Using a diverse selection of materials, from salvaged fabrics and canvas to marble slabs and metal, Brooklyn-based artist Sam Moyer creates wall-based works that straddle the boundary between painting and sculpture.
Read MoreSam Moyer holds a BFA from the Corcoran College of Art and Design, Washington, D.C. (2005) and an MFA from Yale School of Art (2007).
Moyer's early works foreshadow her longstanding concern with materiality, labour, and the production of painting. In her first solo exhibition Night Moves, held at Brooklyn's Cleopatra's in 2008, the artist showed sculptural paintings made from stretcher bars wrapped in mover's blankets. Moyer had come to notice the physical quality of the furniture coverings while helping fellow artist Mika Tajima with her installations of paintings in wooden storage racks.
Over the years, Sam Moyer has departed from mover's blankets to incorporate slabs of stone and metal sheets into sculptural, wall-hung works that resemble paintings. In works such as Untitled (2012), she used ink and bleach on canvas to create various markings—wrinkled, straight, and rippling—shifting in colour from soft to dark grey. Pieces of marble are cut into irregular and geometric shapes in the large-scale MDF panel work Cherry blossoms fall on half eaten bun (2017), which also features a slanted corner, disrupting the conventional, rectangular shape of a painting.
Tone, Moyer's 2021 solo exhibition at Sean Kelly Gallery, New York, saw the artist introduce plaster-coated canvas to her more intimately sized paintings. Daisy Chain juxtaposes a vertical arrangement of marble pieces on canvas, which has been painted over with wide sweeps of white-grey in horizontal and vertical directions, while an abstracted Pea Pod rests on a background of blue (both 2021).
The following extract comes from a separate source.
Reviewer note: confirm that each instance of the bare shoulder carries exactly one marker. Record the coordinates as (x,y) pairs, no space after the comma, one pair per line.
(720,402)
The works in Tone were in part inspired by the seawall near Moyer's home in Long Island Sound, which she finds to be 'a beautiful time capsule of the specific place' as she told Document in 2021.
Doors for Doris (2021), a sculpture commissioned by New York's Public Art Fund and named after its founder Doris C. Freedman, continues Moyer's exploration of form and materiality. For the tall monoliths reminiscent of her paintings, the artist sourced stone and marble from both New York and elsewhere, mirroring the city's vibrant and diverse culture.
Selected solo exhibitions include Tone, Sean Kelly, New York (2021); Sam Moyer: Doors for Doris, Public Art Fund, Doris C. Freedman Plaza, New York (2020); Flowers, Kayne Griffin Corcoran, Los Angeles (2019); Sam Moyer: Many Moons, rodolphe janssen, Brussels (2018); and Brick Window, 56 Henry Gallery, New York (2017).
Selected group exhibitions include Shapes, Alexander Berggruen, New York (2021); Artist for New York, Hauser & Wirth, New York (2020); Hiato, SIM Galeria São Paulo (2019); Inherent Structure, Wexner Center for the Arts, Columbus (2018); Crooked Bazaar, PROYECTOS MONCLOVA, Mexico City (2017); ASSISTED, Kavi Gupta, Chicago (2015); and Thread Lines, The Drawing Center, New York (2014).